Aber wenn man jetzt mit so einem Antrag sagt, wir sollen da bis zum 15. Juni das einfach in dieser Breite prüfen, da muss ich sagen, alles zusammen genommen bestehen aus meiner Sicht eine ganze Reihe von Möglichkeiten, das Schaffen bildender Künstler aus MecklenburgVorpommern zu pflegen und zu veröffentlichen. Und deshalb ist es eigentlich schade, einen Antrag so zu stellen. Ich kann ihn – und das sage ich jetzt einfach mal, habe ich noch nie getan – bei allem Respekt so nicht ernst nehmen. – Herzlichen Dank für Ihre Aufmerksamkeit.
Es hat jetzt das Wort für die Fraktion der SPD der Abgeordnete Dr. Körner. Bitte schön, Herr Abgeordneter.
Herr Präsident! Meine Damen und Herren Abgeordnete!

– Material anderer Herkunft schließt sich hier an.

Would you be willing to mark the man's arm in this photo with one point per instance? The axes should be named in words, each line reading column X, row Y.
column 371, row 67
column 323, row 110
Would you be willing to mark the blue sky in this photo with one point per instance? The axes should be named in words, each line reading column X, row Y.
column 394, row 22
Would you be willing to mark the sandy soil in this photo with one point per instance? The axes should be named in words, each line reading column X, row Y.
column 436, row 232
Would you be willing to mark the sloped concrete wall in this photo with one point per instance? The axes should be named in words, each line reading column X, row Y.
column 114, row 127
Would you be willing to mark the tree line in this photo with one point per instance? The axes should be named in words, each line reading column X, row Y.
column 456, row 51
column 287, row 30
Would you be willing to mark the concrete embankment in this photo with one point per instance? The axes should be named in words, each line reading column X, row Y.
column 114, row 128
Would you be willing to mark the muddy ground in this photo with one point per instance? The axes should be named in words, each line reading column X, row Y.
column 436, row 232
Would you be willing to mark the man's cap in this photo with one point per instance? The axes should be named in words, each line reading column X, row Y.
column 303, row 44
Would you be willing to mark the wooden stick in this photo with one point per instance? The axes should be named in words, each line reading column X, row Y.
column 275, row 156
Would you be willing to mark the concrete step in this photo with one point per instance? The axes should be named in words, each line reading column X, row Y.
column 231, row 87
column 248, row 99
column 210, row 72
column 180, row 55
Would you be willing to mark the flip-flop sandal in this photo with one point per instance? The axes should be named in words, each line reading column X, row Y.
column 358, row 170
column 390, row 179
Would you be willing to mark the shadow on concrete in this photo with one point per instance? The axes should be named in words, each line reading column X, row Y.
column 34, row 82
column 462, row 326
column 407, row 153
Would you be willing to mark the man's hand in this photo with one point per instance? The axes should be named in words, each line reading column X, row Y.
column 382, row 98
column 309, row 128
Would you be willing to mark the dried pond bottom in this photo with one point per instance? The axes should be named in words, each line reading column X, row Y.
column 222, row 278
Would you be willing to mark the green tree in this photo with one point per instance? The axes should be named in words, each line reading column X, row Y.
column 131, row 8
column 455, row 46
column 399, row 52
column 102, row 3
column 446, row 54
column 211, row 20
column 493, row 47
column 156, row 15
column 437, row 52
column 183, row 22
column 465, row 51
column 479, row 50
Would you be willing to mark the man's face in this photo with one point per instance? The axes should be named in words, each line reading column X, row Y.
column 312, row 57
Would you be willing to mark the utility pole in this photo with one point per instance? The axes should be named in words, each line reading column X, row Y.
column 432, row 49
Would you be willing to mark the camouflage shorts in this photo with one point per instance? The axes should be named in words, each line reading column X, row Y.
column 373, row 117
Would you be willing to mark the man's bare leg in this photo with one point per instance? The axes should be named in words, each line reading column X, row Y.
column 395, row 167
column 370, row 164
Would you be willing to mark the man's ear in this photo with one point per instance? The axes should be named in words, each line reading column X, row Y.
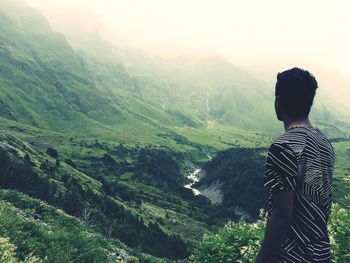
column 278, row 108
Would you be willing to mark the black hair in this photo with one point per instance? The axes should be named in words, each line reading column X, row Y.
column 296, row 89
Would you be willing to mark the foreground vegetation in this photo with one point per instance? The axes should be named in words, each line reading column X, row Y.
column 240, row 241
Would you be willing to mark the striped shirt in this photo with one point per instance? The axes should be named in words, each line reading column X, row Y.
column 302, row 160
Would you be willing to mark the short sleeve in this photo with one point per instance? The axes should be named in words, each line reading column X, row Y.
column 281, row 171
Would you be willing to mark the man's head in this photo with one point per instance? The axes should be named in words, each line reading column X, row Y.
column 295, row 91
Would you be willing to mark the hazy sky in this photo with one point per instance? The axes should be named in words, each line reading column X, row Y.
column 271, row 32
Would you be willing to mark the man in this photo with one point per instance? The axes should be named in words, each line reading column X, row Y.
column 299, row 170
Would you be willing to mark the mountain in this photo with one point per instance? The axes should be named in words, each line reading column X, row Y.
column 98, row 141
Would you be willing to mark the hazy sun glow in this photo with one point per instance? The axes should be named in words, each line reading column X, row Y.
column 246, row 32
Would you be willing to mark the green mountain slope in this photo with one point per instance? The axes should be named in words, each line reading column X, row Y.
column 98, row 143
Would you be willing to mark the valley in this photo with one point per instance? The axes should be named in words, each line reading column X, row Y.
column 118, row 156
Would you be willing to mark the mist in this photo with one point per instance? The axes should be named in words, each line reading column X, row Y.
column 270, row 33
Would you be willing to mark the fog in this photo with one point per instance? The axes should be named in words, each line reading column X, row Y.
column 273, row 33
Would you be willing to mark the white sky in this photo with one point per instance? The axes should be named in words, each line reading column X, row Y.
column 270, row 32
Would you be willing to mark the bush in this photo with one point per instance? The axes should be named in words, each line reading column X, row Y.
column 236, row 242
column 52, row 152
column 240, row 242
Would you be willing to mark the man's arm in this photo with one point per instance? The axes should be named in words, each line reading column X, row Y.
column 278, row 224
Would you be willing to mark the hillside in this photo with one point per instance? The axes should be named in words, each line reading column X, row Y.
column 98, row 141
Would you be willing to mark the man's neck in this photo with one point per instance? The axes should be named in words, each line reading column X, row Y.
column 289, row 123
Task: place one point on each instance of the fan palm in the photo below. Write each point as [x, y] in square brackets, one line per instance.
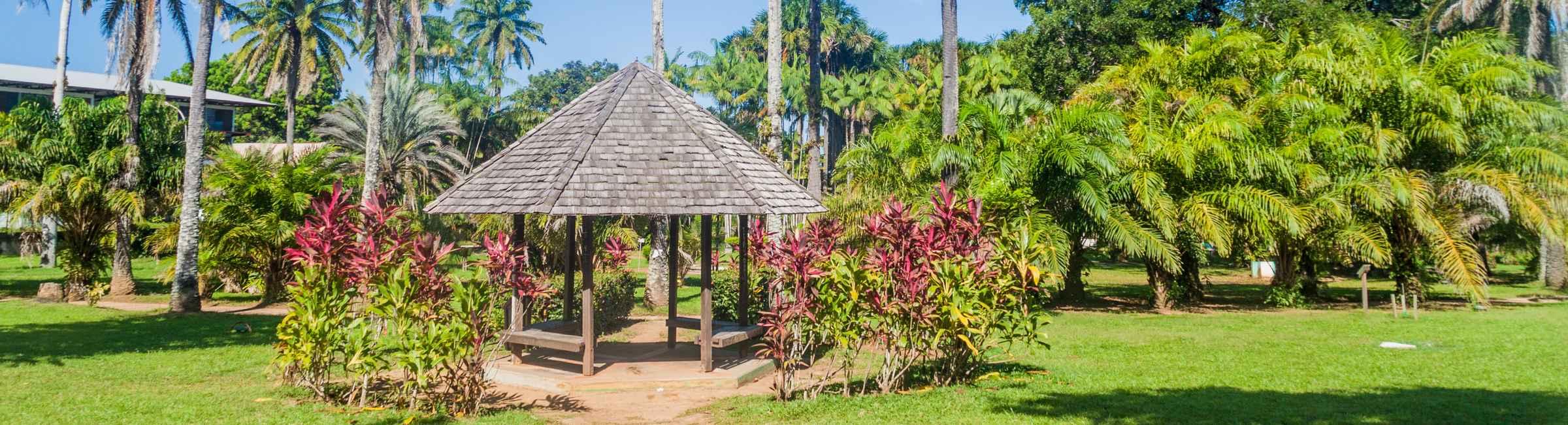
[289, 43]
[413, 142]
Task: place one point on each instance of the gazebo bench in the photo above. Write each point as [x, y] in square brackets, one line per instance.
[545, 336]
[725, 333]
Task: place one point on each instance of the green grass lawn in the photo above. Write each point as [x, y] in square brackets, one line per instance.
[1506, 366]
[74, 364]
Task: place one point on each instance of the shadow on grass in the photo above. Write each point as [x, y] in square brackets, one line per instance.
[29, 344]
[1228, 405]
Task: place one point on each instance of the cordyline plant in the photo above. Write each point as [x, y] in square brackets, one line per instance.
[798, 259]
[935, 292]
[374, 309]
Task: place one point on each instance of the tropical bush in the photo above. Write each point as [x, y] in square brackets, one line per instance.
[935, 295]
[421, 338]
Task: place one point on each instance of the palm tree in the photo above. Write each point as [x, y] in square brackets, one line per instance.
[1545, 21]
[811, 138]
[250, 217]
[500, 32]
[289, 43]
[59, 164]
[414, 151]
[378, 24]
[656, 286]
[775, 102]
[184, 294]
[951, 79]
[132, 27]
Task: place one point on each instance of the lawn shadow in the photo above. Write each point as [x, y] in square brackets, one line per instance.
[29, 344]
[1230, 405]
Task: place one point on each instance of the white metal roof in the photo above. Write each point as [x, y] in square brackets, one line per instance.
[103, 84]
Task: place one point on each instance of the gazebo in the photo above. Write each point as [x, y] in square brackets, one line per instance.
[632, 145]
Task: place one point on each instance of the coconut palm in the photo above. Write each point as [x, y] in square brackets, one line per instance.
[775, 101]
[184, 294]
[61, 165]
[951, 77]
[289, 43]
[248, 219]
[413, 143]
[131, 27]
[499, 32]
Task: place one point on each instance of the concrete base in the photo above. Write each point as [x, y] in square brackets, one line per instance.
[628, 366]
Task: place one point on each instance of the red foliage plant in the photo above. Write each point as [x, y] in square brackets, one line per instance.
[508, 267]
[618, 253]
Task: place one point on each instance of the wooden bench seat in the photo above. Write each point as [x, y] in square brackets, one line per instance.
[725, 333]
[543, 334]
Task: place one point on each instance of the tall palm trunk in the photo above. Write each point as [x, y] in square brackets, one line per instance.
[656, 287]
[1554, 274]
[292, 87]
[951, 82]
[186, 297]
[386, 52]
[122, 279]
[775, 107]
[60, 55]
[814, 101]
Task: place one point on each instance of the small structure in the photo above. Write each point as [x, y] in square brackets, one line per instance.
[632, 145]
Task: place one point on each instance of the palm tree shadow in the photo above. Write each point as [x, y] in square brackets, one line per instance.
[1230, 405]
[56, 342]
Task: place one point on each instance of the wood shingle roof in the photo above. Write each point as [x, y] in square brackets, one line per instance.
[632, 145]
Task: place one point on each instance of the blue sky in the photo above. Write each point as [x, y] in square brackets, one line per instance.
[617, 30]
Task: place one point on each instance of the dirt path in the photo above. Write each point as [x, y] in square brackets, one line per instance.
[629, 407]
[220, 308]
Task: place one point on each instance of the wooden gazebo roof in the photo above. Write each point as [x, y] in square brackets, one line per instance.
[632, 145]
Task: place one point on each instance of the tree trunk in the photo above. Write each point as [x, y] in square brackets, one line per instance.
[1284, 264]
[656, 289]
[386, 51]
[1073, 286]
[659, 37]
[1190, 276]
[1161, 283]
[60, 55]
[292, 91]
[122, 279]
[1553, 267]
[951, 82]
[1404, 247]
[184, 295]
[775, 99]
[814, 101]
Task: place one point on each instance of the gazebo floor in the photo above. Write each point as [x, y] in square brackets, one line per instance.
[642, 363]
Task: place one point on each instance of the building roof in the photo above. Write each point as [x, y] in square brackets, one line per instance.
[110, 85]
[632, 145]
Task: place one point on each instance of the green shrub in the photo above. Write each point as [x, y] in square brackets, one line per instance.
[613, 298]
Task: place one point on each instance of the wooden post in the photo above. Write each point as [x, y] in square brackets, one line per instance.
[590, 338]
[1363, 272]
[706, 341]
[743, 303]
[675, 276]
[571, 268]
[514, 321]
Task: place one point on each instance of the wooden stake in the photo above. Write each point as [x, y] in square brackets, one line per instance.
[590, 338]
[570, 292]
[743, 305]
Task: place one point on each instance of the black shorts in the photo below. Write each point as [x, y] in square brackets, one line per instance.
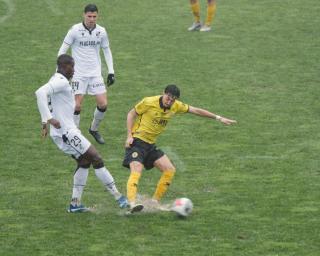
[142, 152]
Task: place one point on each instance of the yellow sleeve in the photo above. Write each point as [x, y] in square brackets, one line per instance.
[141, 107]
[182, 107]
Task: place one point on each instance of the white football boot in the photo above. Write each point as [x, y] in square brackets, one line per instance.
[195, 26]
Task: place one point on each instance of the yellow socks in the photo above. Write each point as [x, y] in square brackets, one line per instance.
[196, 11]
[163, 184]
[132, 186]
[211, 10]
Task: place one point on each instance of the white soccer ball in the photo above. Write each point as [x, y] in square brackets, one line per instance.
[182, 206]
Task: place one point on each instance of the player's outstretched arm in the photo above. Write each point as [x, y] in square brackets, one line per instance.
[131, 117]
[42, 102]
[206, 113]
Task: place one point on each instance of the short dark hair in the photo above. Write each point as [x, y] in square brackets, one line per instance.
[173, 90]
[90, 8]
[64, 59]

Ich kann meine vorbereitete Rede an diesem Punkt beiseitelegen,
weil die Ausführungen des Ministers deutlich gemacht haben, dass bei der Landesregierung durchaus ein Problembewusstsein vorhanden ist.
Was Sie hier einfordern, Kollege Koplin, das war mir im Einzelnen so nicht klar hinsichtlich auch der Anzahl der genannten Kunstwerke, die der Minister erwähnt hat.
Man kann sich immer wieder die Frage stellen, ob genügend Künstlernachlässe berücksichtigt werden, wenn sie durch die Produzenten beziehungsweise durch die Erben nicht angemessen verwahrt werden können. Aber umfänglich wird dieses Thema niemals in den Griff zu bekommen sein.
Stutzig hat mich allerdings gemacht, und da weiß ich auch nicht genau, was Sie da meinen, wenn Sie Künstler der Gegenwart und der jüngsten Vergangenheit Mecklenburg-Vorpommerns bezeichnen. Da gibt es sicherlich einen ganzen Teil, aber in der jüngsten Vergangenheit, wenn ich insbesondere auf die DDR schaue, DDR-Vergangenheit, da gibt es ja sicherlich auch einige, die sich damals für Künstler gehalten haben und auch durch die DDR-Regierung als Künstler bezeichnet
und auch finanziell behandelt wurden, aber wo ich meine, dass es sich nicht lohnt, dass man ihre Nachlässe aufbewahrt, weil das teilweise auch Auftragskunst war, die propagandistische Ziele hatte.
(Torsten Koplin, DIE LINKE: Nehmen Sie doch mal Professor Dennewitz zum Beispiel. Das ist jüngste Vergangenheit.)